AI as an engine for growth
A discussion on growth focused on AI’s potential to unlock competitive advantage, with references to major economic projections: McKinsey forecasts a 22% GDP uplift by 2030, while Microsoft estimates AI could contribute £550 billion to the UK economy by 2035.
Yet, speakers cautioned that the ‘race to adopt’ can create more noise than value, especially when implementations are not built on sound data foundations. The biggest opportunity lies in agile, multi-model data environments that enable organisations to build AI workbenches, test capabilities, and scale responsibly.
‘Data must be seen not as a compliance burden, but as an innovation asset.’
Data bias was raised as another important consideration. Organisations must take deliberate action to ensure their training datasets are representative, clean, and ethically sourced, or risk embedding discrimination into their algorithms.
Talent pipelines and workforce readiness
The panel explored how apprenticeships and upskilling initiatives could help prepare the next generation of AI talent. The Apprenticeship Levy was recognised as a useful funding mechanism.
But it was also explained that transformation isn’t something that happens overnight, particularly when it involves bring people along on the journey from a skills perspective:
‘You can train 7 million people in an hour, but that doesn’t make them skilled. Real transformation takes time, and depth.’
Beyond technical skills, the panel concluded that organisations must confront data maturity challenges. Many leaders still struggle to model or even admit their own data literacy gaps.
The advice was practical: start now, even if your AI ambition is paused. Investing in data literacy, infrastructure, and ethical awareness lays the groundwork for later success.

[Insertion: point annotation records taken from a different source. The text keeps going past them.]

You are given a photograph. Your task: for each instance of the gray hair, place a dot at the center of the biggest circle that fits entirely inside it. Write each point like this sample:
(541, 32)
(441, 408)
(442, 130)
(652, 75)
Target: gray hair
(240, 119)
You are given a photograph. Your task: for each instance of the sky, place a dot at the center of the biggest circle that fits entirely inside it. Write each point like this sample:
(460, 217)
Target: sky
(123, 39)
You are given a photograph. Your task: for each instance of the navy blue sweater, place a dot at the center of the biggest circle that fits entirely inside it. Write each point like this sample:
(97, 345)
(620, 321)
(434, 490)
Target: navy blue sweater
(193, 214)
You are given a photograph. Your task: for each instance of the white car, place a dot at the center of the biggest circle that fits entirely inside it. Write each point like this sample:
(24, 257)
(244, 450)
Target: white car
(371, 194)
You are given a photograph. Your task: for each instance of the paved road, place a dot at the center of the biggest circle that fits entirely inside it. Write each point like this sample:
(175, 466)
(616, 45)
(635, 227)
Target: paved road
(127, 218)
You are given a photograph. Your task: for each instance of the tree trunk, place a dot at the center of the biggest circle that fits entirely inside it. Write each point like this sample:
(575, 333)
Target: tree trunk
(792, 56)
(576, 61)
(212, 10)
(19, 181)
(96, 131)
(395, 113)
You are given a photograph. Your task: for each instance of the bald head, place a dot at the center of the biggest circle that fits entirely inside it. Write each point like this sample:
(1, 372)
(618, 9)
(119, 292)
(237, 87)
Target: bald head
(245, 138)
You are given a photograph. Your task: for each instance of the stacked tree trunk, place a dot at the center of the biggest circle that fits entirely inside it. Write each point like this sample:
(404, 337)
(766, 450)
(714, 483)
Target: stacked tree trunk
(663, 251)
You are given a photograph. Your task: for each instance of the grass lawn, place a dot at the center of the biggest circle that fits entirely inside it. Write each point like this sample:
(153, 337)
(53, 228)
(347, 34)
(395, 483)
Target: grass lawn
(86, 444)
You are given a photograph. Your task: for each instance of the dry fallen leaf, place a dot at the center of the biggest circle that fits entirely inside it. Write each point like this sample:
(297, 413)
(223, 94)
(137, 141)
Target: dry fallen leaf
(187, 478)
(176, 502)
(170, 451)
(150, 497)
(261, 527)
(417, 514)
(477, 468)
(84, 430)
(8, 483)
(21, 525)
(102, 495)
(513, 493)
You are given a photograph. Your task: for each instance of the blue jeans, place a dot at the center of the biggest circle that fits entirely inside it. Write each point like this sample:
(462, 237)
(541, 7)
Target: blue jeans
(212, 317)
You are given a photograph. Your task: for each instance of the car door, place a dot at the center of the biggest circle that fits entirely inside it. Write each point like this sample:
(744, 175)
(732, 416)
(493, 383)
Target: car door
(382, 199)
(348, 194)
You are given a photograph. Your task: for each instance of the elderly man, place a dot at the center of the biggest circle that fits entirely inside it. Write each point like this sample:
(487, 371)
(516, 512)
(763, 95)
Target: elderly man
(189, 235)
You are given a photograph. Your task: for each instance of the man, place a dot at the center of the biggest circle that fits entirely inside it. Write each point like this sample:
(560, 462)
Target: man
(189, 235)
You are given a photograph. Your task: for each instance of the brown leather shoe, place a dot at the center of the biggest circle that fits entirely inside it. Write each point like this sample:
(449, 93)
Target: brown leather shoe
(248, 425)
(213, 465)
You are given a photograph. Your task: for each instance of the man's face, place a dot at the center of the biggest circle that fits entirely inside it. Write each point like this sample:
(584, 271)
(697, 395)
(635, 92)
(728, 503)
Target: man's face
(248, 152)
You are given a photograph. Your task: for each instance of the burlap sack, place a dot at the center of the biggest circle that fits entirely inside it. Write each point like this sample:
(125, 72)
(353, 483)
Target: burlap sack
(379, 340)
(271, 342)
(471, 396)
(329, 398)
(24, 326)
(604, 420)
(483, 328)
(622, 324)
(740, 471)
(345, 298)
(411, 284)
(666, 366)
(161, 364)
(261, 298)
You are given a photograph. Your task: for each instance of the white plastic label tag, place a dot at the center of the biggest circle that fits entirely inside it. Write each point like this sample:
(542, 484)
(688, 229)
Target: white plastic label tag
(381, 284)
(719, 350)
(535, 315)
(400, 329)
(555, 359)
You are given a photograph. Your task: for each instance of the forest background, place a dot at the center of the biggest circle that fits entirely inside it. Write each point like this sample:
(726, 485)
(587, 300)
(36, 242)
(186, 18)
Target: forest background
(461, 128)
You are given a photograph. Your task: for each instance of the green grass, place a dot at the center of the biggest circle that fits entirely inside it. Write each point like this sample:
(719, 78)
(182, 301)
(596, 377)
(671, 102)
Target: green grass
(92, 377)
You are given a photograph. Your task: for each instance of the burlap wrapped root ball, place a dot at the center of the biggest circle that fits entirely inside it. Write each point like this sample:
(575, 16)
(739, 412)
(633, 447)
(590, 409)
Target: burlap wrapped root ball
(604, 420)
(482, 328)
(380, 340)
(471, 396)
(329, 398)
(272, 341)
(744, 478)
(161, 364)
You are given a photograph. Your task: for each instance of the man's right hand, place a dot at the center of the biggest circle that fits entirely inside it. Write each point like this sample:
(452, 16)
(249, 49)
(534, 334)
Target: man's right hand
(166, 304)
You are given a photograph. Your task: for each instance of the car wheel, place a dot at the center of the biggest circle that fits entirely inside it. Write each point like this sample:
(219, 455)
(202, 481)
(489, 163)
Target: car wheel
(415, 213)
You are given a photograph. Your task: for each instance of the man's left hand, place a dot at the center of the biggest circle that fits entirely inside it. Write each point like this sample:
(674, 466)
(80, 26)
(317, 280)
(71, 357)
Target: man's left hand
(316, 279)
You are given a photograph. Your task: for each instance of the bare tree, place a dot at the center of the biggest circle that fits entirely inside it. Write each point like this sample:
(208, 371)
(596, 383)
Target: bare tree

Governance, resilience and security
The conversation turned to the operational realities of deploying AI at scale. While AI can drive efficiency, service resilience and cybersecurity must not be compromised.
Leaders discussed the trend toward hybrid cloud and on-prem solutions to mitigate cyber risk. Additionally, some warned of operational blind spots where AI is integrated too quickly into core systems without adequate safeguards.
A consistent theme was the need to rebrand governance as a strategic enabler, not a blocker. Strong governance enables organisations to communicate transparently with regulators, employees, and shareholders, particularly when failures occur.
‘We need to be able to fail gracefully. That’s part of responsible innovation.’
Closing reflections
As the event due to a close and the panel were thanked for their time, they were asked to leave the audience with one piece of advice. Their responses captured the tone of the day:
- ‘Invest in data’ - Data maturity is a prerequisite for meaningful AI progress.
- ‘Treat AI with exceptional care’ - As with any powerful technology, misuse can undermine trust and long-term value.
- ‘Focus on people’ - Culture, trust, and inclusion are as important as platforms and models.